Is the hon. Lady aware that I have had a number of cases from the National Assistance Board in the Burgh of Clydebank where the wage stop has been applied on the recommendation of the Ministry of Labour at the basic wage which men would receive if they worked, but as all labourers working in any of the industries in that area receive a bonus, should not the wage stop be the basic wage plus the average bonus paid?
The wage stop is the amount which the man might expect to earn if he went back to work in the occupation for which he is registered. We reckon that this normally includes a figure for overtime. I am not sure about the bonus point, but, if the hon. Member has any individual cases, I will gladly look into them.
I have brought cases to the notice of the hon. Lady in which this very situation has been revealed. I am not talking about overtime. The wage stop applied was £8 10s., whereas had that man been working in any of the factories in the district he would have received another 20 per cent. production bonus out of the factory's bonus system. That £8 10s. should be about £9 15s.

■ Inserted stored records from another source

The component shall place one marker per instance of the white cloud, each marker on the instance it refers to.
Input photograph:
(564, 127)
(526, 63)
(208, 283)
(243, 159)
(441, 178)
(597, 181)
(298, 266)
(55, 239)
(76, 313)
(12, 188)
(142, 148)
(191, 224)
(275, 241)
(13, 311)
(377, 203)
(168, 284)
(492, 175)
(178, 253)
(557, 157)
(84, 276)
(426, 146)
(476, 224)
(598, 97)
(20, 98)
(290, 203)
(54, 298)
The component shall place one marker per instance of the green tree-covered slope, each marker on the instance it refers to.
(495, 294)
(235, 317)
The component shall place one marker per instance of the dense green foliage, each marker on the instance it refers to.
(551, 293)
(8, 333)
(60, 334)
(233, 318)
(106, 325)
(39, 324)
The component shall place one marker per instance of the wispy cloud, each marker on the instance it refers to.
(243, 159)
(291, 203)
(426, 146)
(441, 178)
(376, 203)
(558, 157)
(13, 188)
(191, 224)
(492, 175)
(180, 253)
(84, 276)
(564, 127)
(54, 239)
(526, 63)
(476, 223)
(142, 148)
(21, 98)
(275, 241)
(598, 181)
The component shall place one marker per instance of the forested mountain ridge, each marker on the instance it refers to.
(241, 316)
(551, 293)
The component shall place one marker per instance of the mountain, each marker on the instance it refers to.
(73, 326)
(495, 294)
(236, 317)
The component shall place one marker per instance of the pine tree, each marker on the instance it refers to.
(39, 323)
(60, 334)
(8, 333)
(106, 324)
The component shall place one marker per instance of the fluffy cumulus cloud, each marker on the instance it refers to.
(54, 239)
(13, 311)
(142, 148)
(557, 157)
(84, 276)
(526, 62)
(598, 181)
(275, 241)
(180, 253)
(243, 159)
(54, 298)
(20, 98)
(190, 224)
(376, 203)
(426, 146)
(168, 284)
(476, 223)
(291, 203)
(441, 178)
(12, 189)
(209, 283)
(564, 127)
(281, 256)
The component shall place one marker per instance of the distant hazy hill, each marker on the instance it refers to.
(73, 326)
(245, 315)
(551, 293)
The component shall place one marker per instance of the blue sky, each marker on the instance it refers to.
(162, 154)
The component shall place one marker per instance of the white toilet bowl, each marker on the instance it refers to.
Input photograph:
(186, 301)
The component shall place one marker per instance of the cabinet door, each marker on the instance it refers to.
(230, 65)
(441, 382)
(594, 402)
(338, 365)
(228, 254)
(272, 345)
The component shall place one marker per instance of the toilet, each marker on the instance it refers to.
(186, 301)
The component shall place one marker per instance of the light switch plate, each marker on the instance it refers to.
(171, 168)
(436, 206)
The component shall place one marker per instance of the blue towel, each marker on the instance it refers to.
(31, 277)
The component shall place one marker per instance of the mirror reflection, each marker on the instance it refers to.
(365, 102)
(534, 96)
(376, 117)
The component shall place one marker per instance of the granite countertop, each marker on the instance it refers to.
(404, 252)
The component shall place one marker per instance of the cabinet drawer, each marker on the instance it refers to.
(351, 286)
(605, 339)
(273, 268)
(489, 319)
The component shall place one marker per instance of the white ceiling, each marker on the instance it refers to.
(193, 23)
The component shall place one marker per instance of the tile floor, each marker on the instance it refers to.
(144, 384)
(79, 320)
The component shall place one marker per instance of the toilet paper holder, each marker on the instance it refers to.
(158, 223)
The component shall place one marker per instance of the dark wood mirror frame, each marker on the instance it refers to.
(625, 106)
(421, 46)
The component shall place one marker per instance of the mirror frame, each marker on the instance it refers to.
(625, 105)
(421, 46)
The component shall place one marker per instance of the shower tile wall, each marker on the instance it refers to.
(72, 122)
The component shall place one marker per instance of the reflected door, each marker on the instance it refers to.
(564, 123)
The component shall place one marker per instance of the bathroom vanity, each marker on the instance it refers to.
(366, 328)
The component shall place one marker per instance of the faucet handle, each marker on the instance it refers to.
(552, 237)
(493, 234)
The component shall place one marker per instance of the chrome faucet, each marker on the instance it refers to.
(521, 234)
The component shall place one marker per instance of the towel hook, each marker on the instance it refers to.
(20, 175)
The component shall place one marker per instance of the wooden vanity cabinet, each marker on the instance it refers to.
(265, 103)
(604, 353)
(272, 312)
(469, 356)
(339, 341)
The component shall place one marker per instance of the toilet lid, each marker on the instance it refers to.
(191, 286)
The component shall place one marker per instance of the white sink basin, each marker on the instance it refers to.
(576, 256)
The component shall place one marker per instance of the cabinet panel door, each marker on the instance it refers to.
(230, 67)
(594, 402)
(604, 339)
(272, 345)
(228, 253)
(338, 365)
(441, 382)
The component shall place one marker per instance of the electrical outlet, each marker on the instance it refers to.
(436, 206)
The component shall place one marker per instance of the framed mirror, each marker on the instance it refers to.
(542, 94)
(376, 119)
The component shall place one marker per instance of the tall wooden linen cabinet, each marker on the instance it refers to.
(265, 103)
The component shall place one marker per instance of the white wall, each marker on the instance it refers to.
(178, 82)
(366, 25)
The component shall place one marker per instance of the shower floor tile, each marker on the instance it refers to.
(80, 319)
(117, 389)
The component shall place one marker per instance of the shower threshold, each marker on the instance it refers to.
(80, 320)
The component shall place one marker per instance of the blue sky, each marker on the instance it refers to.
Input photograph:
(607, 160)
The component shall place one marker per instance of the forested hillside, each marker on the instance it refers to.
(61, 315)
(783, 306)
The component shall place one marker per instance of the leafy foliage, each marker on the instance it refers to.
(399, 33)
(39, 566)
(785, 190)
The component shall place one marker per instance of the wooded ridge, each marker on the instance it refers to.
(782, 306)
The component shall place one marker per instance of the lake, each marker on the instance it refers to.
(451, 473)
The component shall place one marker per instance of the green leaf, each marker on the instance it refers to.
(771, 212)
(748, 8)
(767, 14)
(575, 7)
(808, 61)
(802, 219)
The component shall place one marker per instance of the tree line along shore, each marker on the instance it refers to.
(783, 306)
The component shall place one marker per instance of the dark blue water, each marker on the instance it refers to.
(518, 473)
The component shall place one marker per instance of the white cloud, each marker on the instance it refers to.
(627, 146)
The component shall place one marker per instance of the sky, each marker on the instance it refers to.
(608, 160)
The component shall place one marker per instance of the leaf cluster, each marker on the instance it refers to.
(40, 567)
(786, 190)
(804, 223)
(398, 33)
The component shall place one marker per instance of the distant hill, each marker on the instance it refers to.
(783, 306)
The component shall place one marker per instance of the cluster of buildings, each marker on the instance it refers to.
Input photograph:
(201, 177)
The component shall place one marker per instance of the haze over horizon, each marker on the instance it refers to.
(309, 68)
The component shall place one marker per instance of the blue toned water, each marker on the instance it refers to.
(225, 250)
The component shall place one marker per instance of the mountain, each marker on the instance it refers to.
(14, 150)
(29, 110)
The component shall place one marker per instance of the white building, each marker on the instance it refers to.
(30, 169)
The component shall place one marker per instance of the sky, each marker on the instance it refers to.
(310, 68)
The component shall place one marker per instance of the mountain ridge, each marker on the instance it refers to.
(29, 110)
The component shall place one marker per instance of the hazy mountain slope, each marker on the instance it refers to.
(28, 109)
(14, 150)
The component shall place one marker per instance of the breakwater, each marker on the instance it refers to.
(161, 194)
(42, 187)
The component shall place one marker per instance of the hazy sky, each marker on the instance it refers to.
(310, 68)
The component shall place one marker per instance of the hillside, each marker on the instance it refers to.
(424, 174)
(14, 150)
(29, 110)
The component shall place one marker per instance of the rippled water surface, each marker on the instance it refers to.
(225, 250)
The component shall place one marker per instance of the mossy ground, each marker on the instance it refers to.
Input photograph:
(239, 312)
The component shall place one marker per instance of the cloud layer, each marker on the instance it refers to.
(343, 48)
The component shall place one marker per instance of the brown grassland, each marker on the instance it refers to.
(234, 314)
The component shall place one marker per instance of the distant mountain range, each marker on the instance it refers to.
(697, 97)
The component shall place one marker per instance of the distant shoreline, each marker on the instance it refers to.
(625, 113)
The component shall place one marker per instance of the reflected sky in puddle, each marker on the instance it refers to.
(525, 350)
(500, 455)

I am now seized of the hon. Member's point. I do not recollect any individual cases which he has brought to me personally. However, if he would put them to me I will gladly look into them.
The Board bases the wage-stop figure on the net earnings a man could expect if he returned to work in the occupation for which he is registered at the employment exchange.
Would the hon. Lady recognise that we are dealing here with the poorest section of the community where this wage stop is applied? On what criteria does she base her Answer? Is there a proper liaison with the Ministry of Labour to find out what earnings should be earned by a particular person to whom the wage stop is applied? How is that she says that a person has this wage stop applied, who has been earning overtime for, say, the previous month, before he became redundant? Is that to be the criterion on which it is applied? Or is it applied on some hypothetical situation which may never arise?
It is based on a forward prognosis of what he would get. I recognise that within the general principle we apply there may be scope for argument as to how much the amount would be. We consult very closely with the Ministry of Labour. This is done by the Board's area offices and the local employment exchanges. We do our best to arrive at a figure which is equitable for all concerned.
Would the hon. Lady not agree that if, as she says, there is scope for argument about it there is surely at least scope for examination of the problem to see if the proper principles are being applied? There could be injustice brought into this, the most hard-hit part of our community.
I think that the general principle is almost universally acknowledged, so far as I am aware. It is that a person should not get more by way of assistance than he would get if he were to start work in an occupation for which he is registered.